State and federal budget cuts, though, could still force the matter.

“Once we understand the true scope of these cuts and the short- and long-term impact on our hospitals, we will develop contingency plans and take appropriate action,” Van Gorder said in an email Monday. “I do believe that California legislators will need to reconsider unfunded mandates, which just make hospital finances worse, and both regulatory and legislative relief to help or the situation will become even worse.”

Dr. Gene Ma, chief executive officer of Tri-City Medical Center in Oceanside, said no layoffs are in the offing at his establishment. Palomar Health in inland North County did not respond to a request for comment.

Local health systems appear to be operating in the black at the moment.

A quarterly financial statement for the University of California’s five medical campuses shows that all save UC Irvine, which recently purchased several community hospitals, are bringing in somewhat more money than they are spending. UC San Diego Health has posted a 4.1% operating margin for the first nine months of its fiscal year, though that number is 1.5 percentage points less than it was for the same nine-month period in fiscal 2024.
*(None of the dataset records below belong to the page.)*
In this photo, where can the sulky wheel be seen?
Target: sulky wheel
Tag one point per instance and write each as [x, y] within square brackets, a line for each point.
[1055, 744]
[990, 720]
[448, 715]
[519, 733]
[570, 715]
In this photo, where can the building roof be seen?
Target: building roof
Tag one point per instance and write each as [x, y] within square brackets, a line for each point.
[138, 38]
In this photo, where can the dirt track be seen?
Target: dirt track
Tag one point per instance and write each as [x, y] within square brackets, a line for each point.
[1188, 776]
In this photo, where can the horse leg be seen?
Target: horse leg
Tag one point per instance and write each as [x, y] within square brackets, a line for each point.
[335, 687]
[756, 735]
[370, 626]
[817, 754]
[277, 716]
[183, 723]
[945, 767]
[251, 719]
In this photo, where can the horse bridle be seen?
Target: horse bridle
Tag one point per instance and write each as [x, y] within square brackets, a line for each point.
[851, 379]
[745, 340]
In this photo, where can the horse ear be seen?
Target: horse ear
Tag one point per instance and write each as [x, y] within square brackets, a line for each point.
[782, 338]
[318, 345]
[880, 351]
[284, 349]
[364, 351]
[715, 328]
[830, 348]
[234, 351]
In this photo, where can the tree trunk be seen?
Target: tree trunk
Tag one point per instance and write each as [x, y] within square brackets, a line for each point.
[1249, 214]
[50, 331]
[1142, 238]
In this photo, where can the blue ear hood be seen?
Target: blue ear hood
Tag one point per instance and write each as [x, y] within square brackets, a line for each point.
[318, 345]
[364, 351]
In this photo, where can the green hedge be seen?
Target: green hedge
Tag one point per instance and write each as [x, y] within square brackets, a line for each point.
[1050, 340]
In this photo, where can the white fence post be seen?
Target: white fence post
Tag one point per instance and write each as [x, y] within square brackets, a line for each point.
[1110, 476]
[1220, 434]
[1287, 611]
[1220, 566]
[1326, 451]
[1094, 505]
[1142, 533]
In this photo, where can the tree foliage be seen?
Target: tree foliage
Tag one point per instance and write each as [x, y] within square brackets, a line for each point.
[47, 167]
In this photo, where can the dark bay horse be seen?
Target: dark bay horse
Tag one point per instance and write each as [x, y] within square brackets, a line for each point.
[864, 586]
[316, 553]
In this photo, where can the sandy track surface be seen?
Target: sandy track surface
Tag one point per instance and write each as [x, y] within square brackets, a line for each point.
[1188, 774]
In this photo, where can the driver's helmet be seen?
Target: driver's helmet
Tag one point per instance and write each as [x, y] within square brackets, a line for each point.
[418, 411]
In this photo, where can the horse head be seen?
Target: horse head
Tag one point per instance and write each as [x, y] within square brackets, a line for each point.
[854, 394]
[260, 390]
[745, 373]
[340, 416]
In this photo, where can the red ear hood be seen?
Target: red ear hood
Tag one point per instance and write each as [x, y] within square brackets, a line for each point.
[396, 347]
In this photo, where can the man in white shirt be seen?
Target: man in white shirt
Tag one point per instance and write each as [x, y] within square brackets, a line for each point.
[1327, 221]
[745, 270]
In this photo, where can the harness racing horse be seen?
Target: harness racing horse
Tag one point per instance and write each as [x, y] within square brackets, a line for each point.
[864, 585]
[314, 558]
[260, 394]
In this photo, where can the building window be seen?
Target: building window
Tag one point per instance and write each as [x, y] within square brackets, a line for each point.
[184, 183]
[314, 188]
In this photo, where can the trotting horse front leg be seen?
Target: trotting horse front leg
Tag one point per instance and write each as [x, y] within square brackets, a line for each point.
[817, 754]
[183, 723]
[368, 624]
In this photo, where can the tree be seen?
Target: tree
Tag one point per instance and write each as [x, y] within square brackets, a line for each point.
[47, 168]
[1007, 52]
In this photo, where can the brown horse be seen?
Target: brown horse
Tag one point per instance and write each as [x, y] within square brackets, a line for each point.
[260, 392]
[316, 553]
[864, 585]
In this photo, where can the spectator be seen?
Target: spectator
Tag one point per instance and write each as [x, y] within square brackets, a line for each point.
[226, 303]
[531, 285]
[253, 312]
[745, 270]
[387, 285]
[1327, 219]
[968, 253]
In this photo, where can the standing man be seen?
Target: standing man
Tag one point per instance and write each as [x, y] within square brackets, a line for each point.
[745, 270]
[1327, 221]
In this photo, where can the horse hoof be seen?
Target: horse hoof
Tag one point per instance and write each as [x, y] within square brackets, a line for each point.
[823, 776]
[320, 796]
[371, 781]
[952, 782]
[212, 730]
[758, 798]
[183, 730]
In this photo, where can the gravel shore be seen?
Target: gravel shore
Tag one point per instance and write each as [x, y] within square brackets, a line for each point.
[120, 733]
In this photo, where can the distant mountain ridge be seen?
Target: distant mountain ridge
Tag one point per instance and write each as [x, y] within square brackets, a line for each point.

Overall, UC San Diego Health’s operating margin is about 1% better than the average of all five systems, which collectively had an operating margin of 2.9%.

Why, workers might ask, are layoffs necessary if UC San Diego Health is not yet operating in the red?

Maysent said the administration must make sure that it is able to meet its financial obligations in a climate of financial risk that has only become less certain as Congress contemplates major changes to the programs that support care for millions of Americans.

“Every single year we have had to figure out where we’re going to come up with, you know, about $150 million in order to match inflation,” Maysent said. “You can get those improvements through better payer contracts and through growth, which has always been our magic because, as long as we’re growing, it’s easier to cover that gap.

“Of course, the other way is through hard management of our expenses, and this year we just haven’t been able to pull out enough of the expense. We’re still doing fine, but we’ve got to manage for the long-term sustainability of the system.”